Mônica lembra ainda que as relações étnico-raciais não dizem respeito exclusivamente ao racismo contra as pessoas de pele negra. Elas falam principalmente de relacionamentos entre pessoas, afinal, somos todos humanos. Por isso, também incluem indígenas e até orientais (que sofrem uma discriminação positiva, mas que gera sofrimento). “A linha de pesquisa do meu orientador tem um direcionamento com base na ideia de que a opressão não é boa para ninguém. O homem que exerce violência também está em sofrimento. A pessoa que exerce dominação, que subjuga o outro, também precisa ser tratada. É para isso que a psicologia existe.”

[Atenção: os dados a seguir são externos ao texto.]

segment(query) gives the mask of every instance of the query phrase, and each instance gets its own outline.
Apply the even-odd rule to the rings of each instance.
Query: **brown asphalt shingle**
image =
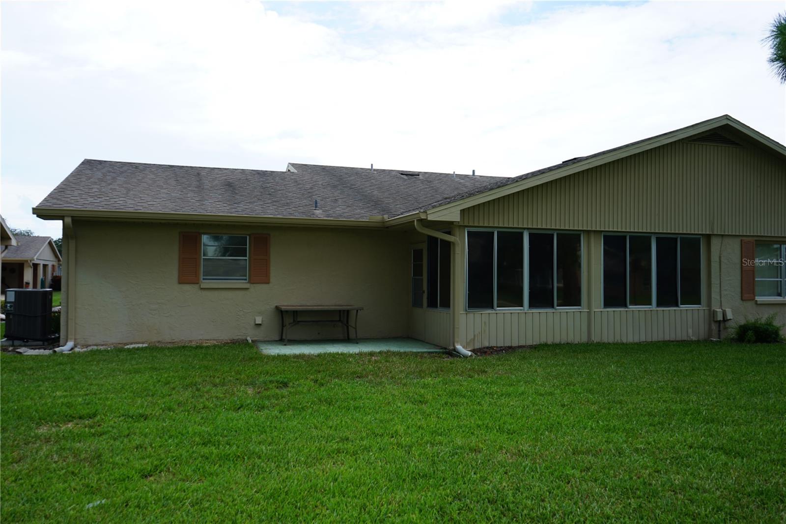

Para ela, a psicologia tem um papel importante nas relações étnico-raciais, que inclui não apenas o combate ao racismo: é o de fazer o letramento étnico-racial das pessoas brancas para que elas saibam a necessidade do debate sobre cotas, sobre discriminação e até para falar sobre o privilégio que elas têm pelo simples fato de serem brancas – a pessoa nunca vai passar por determinadas situações… exatamente por ser branca.
Sobre a ausência de disciplinas sobre o tema racismo nos cursos de graduação em psicologia, Mônica recorda que vários autores da área já pesquisaram isso, como Dante Moreira Leite, Aniela Meyer Ginsberg e Virgínia Bicudo (primeira psicanalista do Brasil e negra). E mesmo com esse arcabouço teórico e técnico, as pesquisas não se desdobram em disciplinas práticas oferecidas nos cursos de graduação.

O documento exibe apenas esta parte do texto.